The variable oriole's breeding season has not been fully established but spans October to January in Argentina. It is a solitary breeder and is thought to be monogamous. Its nest is a shallow basket woven from thin plant fibers with horsehair sometimes included. It usually is fastened to the underside of a palm frond or large leaf. Nests have also been found in ornamental potted plants, in clumps of mistletoe (Loranthaceae) and epiphytic Tillandsia, and in abandoned nests of other birds.
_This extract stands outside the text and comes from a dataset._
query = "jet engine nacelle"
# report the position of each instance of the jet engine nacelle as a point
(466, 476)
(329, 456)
The clutch is three to four eggs that are white to pale bluish gray with darker markings. The female incubates for about 14 days and fledging occurs 14 to 15 days after hatch. Both parents provision nestlings and defend the nest. The shiny cowbird (Molothrus bonariensis) is a significant brood parasite.

===Vocalization===

The variable oriole's song is "rather fast, variable, pleasant, but not too musical". One call is "a sharp keet". It also imitates the vocalizations of many other birds.

==Status==

The IUCN has assessed the variable oriole as being of Least Concern. It has a very large range; its population size is not known but is believed to be stable. No immediate threats have been identified.